If you look back to page of this thread, you will see me speaking of the negative commentary that I rteceived as to this very thing, from those of the Shuri leneage, when they found that I was of the Naha Te.

Bingo.

That was the phrase that they quoted, with their critique of our SanChin body.

jaw
13th April 2016, 09:32
Good day,

I am Asian, started doing Sanchin almost everyday since 5 years, severe sleep apnea (OSA) patient (more than 50 stops per hour, thus AHI = 50).

I do Sanchin religiously since it helps pumping oxygen to my brain, much needed for my job as a programmer and for my body as an OSA patient.

But now I am scared to see that Sanchin plus Sleep Apnea can kill me. Anyone could shred some light here: if I use Sanchin only to quickly breath in and out, is that harmful ?

I refer to a post by another user in this thread here:

"The real problem as might relate to Sanchin can be thought of in the same way as obstructive sleep apnea. (Note: boring physiological stuff about to follow) Repeatedly forcing air against a closed glottis (Valsalva maneuver) will increase intrathoracic pressure and decrease systemic venous return to the right heart and lungs.
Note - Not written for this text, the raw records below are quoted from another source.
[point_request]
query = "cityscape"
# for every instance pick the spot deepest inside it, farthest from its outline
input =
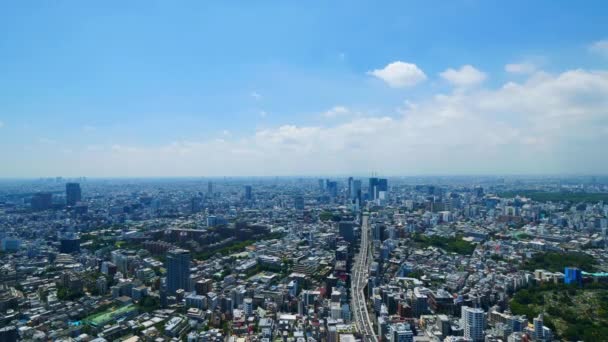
(304, 171)
(304, 259)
That combined with oxygen deprivation in sleep apnea over a period of time can cause pulmonary hypertension and heart failure. I've seen a few cases of this, even in a child with sleep apnea"

Thanks

CEB
13th April 2016, 15:11
It's OK. You will be fine. Remember power doesn't come from noise. Keep your airways open when breathing. There is a lot of !!!!!!!! in the West pretending to be Sanchin. Which Kan or branch of Karate do you get your Sanchin?

If you are really worried let a small little breath escape before you start a major exhale especially if you ever feel pressure in your ears.